According to report, the hotel cost an estimated $45 million over $100 million in today's money -- and was transported by a heavy-lift ship to the John Brewer Reef, its chosen location within the Great Barrier Reef Marine Park.
However, for the world's first
floating hotel, that's the last stop in a bizarre 10,000-mile journey that
began over thirty years ago with glamorous helicopter rides and fine dining but
ended with a tragedy.
Now marked for demolition, this
rusty vessel with a colourful past faces an uncertain future.
The floating hotel was the
brainchild of Doug Tarca, an Italian-born professional diver and entrepreneur
living in Townsville, on the north-eastern coast of Queensland, Australia.
"He had much love and
appreciation for the Great Barrier Reef," says Robert de Jong, a curator
at the Townsville Maritime Museum. In 1983, Tarca started a company, Reef Link,
to ferry day-trippers via catamaran from Townsville to a reef formation off the
coast.
"But then he said: 'Hang on.
What about letting people stay on the reef overnight?'"
Initially, Tarca thought of mooring
old cruise ships permanently to the reef but realized it would be cheaper and
more environmentally friendly to design and build a custom floating hotel
instead. Construction began in 1986 at Singapore's Bethlehem shipyard, a
subsidiary of a now defunct large US steel company.
"It's a horseshoe-shaped reef,
with quiet waters in the center, so ideal for a floating hotel," says de
Jong.
The hotel was secured to the ocean
floor with seven huge anchors, positioned in such a way that they wouldn't
damage the reef.
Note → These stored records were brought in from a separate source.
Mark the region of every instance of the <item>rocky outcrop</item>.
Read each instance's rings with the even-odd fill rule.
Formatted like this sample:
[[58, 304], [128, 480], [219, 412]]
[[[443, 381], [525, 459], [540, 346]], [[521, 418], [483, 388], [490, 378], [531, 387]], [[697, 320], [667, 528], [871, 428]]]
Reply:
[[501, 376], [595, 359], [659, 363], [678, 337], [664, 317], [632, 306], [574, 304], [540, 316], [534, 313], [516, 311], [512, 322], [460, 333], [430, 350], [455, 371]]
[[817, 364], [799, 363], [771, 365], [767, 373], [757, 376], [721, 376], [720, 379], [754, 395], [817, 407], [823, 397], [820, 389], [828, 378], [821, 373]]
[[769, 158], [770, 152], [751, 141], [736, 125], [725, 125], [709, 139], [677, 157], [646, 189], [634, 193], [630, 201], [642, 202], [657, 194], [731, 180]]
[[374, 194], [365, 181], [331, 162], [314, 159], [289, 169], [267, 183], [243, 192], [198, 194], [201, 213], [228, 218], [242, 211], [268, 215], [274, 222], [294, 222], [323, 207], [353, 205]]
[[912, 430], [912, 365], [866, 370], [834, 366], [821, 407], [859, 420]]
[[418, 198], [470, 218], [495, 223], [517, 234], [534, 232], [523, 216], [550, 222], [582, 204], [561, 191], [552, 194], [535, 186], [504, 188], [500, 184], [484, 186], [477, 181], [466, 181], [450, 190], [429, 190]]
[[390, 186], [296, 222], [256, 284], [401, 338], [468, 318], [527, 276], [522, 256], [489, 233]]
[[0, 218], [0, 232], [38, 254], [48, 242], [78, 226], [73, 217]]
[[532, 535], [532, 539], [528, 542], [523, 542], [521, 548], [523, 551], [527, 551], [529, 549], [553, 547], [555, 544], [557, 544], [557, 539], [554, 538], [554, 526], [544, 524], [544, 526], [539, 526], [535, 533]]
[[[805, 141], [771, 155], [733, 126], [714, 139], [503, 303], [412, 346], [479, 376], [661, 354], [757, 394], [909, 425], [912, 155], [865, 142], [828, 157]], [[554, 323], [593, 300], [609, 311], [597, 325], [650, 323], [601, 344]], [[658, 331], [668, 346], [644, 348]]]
No sewage was pumped overboard, water was recirculated, and
any trash was taken away to a site on the mainland, somewhat limiting the
environmental impact of the structure.
Christened the Four Seasons Barrier
Reef Resort, it officially opened for business on March 9, 1988.
"It was a five-star hotel, and it wasn't cheap," says de Jong. "It had 176 rooms and could accommodate 350 guests. There was a nightclub, two restaurants, a research lab, a library, and a shop where you could buy diving gear. There was even a tennis court, although I think most of the tennis balls probably ended up in the Pacific."
Getting to the hotel required
either a two-hour ride on a fast catamaran, or a much quicker helicopter ride
-- also more expensive, at an inflation-adjusted $350 per round trip.
The novelty of it all generated
quite a buzz at first, and the hotel was a dream for divers. Even non-divers
could enjoy incredible views of the reef, thanks to a special submersible
called The Yellow Submarine.
However, it soon became clear that
the impact of bad weather on guests had been underestimated.
"If the weather was rough and
you had to go back to town to catch a plane, the helicopter couldn't fly and
the catamaran couldn't sail, so that caused a lot of inconveniences," says
de Jong.
Interestingly, hotel staff lived on
the top floor, which in a floating hotel is the least desirable location
because it swings around the most. According to de Jong, staffers used an empty
whisky bottle hanging from the ceiling to gauge the roughness of the sea: when
it started to sway out of control, they knew a lot of guests would be seasick.
"That was probably one of the
reasons why the hotel was never really a commercial success," he says.